Saturday, October 1, 2011

Hanoi! Hanoi! Hà Nội Hoàn Kiếm, Hà Nội

Now that I've traveled so much, compared to my first visit here in 2005, I wondered how Hanoi would look to me. I'll tell you: it looks wonderful. It still looks unique, it's a very singular place. It's grown since we were here, it's gotten fancier, but it still has this very dynamic feeling of falling down, being rebuilt, and being lived in, all at the same time. It's busy. When we stepped out of the airport, I cried for being back, as I suspected I would. The air smells the same, a little bit acrid from all the 2-stroke engines, but it adds to the singularity of the place.
one reason I think I love Vietnam so much: the women. they wear these beautiful ao dai, the most graceful and practical outfits, and they are just beautiful themselves.
yeah! Welcome!

Our fantastic hotel, Rising Dragon Palace, sent a car to pick us up and as usual, the driver seemed to speak almost no English which is never a problem, somehow. We had a little excitement getting to the hotel, though; the driver wanted to turn left at a crazy-busy intersection that had something extra going on, but we couldn't tell what. There were a couple of cops in the intersection steering people off to the side, blocking them from turning left. But see, our driver wanted to turn left. So he started to obey the cop but then he tried to turn left and the cop didn't like that. There was a little confrontation with the cop right at the front bumper, and he sent our driver over to the curb. So we sat in the backseat and watched this thing going on -- this thing we didn't understand one little bit -- and thought well? We'll be ok, and this is an interesting story. The driver got back in the car and we think he got a couple of bills out of his wallet and tucked them in his paperwork and said "two minutes." He disappeared, and we sat there. It was more than 2 minutes, but no big deal.

shot from the back seat with a feeling of "uh oh better not let them see me taking a picture."
Eventually he came back and took us to our hotel. Maybe we went the long way, since he didn't get to turn left. Anyway -- scenic splendor. Hà Nội.

construction often looks like this -- like a bunch of rag-tag kids putting up a building by the scruff of their necks. the scaffolding always makes me nervous.

what we think are standard houses. at any rate, the homes are always very narrow and tall, and the top floor is usually a huge open room covered by a roof. and there are pointed things sticking up at every corner.

more houses -- it was raining, so everything looks dimmer than it really is (and i was shooting from inside the car as we drove to the hotel)

yep, women in these conical hats are everywhere. and people on scooters, no matter what the weather is.
Our hotel is just so charming, and an incredible room for $55/night. Seriously. We're on the top floor with a city view, and a little terrace. There are rose petals on the bed and floating in the bathroom sink. We hear the constant honking outside (well, a little; it's a very nice room with great a/c and it's quiet, especially considering where it is). We're staying in the old quarter, and the night market is a couple blocks away (the adorable guy who showed us everything on the map kept saying how lucky we are to be here on Saturday, because of the night market).

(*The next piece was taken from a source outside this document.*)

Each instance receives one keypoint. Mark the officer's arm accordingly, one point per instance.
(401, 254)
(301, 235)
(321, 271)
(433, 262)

seriously! so inexpensive and wonderful! the shower is great, which is so important after traveling for more than 24 hours to get somewhere.

our little terrace, with the city view.
So after a bit of resting and a cup of tea, we're going to head out for some sightseeing, some great food (the nearby pho is supposed to be great), a bit of night marketing, and probably a relatively early crash.